Along with that, to create a valid plugin it's a must to provide a test file to be merged in the master branch. Let's create an example plugin right now to make it clearer. We will save the plugin at detectem/plugins/example.py.

from detectem.plugin import Plugin


class ExamplePlugin(Plugin):
    name = 'example'
    matchers = [
       {'url': 'version is v(?P<version>[0-9\.]+)'},
    ]

Let's add the test file. You have to drop a YAML file in tests/plugins/fixtures/ and it will be automatically included in the testing suite.
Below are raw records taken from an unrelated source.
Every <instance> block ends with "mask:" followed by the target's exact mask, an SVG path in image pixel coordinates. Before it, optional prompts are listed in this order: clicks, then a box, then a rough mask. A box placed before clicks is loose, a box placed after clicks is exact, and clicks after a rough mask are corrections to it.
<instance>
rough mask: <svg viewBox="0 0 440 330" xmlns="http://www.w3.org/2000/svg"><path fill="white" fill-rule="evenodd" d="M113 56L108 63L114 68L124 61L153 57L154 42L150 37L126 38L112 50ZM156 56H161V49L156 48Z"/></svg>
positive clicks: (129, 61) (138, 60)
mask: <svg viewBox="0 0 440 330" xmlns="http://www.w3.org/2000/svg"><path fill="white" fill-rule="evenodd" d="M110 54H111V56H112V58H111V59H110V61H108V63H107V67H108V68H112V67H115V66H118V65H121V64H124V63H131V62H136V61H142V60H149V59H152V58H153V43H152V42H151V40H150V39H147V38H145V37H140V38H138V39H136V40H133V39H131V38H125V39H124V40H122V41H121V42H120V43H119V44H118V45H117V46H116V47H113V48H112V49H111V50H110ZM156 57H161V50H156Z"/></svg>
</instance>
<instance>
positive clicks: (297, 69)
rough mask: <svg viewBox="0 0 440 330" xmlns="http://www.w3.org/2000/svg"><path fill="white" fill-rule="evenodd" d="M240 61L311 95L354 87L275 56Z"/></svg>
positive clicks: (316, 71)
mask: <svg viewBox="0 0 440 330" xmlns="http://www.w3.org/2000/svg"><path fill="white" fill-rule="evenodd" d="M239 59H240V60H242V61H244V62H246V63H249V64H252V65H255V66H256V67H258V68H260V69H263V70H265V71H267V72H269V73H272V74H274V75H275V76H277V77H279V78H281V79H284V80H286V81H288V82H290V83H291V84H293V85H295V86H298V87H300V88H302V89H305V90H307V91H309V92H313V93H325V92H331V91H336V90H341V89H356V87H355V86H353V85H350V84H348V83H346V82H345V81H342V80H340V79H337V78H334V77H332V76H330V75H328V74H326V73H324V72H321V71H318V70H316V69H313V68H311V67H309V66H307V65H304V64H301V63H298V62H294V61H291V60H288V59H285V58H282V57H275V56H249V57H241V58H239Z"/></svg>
For this case, it will be tests/plugins/fixtures/example.yml.

- plugin: example
  matches:
    - body: version is v1.1.1
      version: 1.1.1

Then, it's time to run the tests against the new plugin:

$ py.test tests/plugins/test_generic.py --plugin example
===== test session starts =====
platform linux -- Python 3.5.2, pytest-3.0.3, py-1.4.31, pluggy-0.4.0
rootdir: /tmp/detectem, inifile: 
plugins: bdd-2.18.1
collected 1 items 

tests/plugins/test_generic.py .

===== 1 passed in 0.19 seconds =====

The plugin is ready. Of course if the plugin needs more complete tests they can be created in the tests directory.

Roadmap

The main purpose of detectem is to get the software and its version. In the short-term, there are some ideas to implement:

Increment the number of supported plugins, there are good sources to do that.
Hash comparisons as in WhatWeb.
Support for special headers in the request.
Aggressive mode as in WhatWeb to get version if it's not available in current requests/responses (it's not for software discovery)
Support of lists of urls.
Create the documentation.

In the long-term:

Wait that Splash fixes cache control and move from current creation/destruction of docker container to a constant container (it will speed up detectem a lot).
Research in the field of minifiers.
Improved bundle split and single libraries detection.

It's an open source project with MIT License and you're welcome to contribute, report errors and new features/plugins in the detectem repository.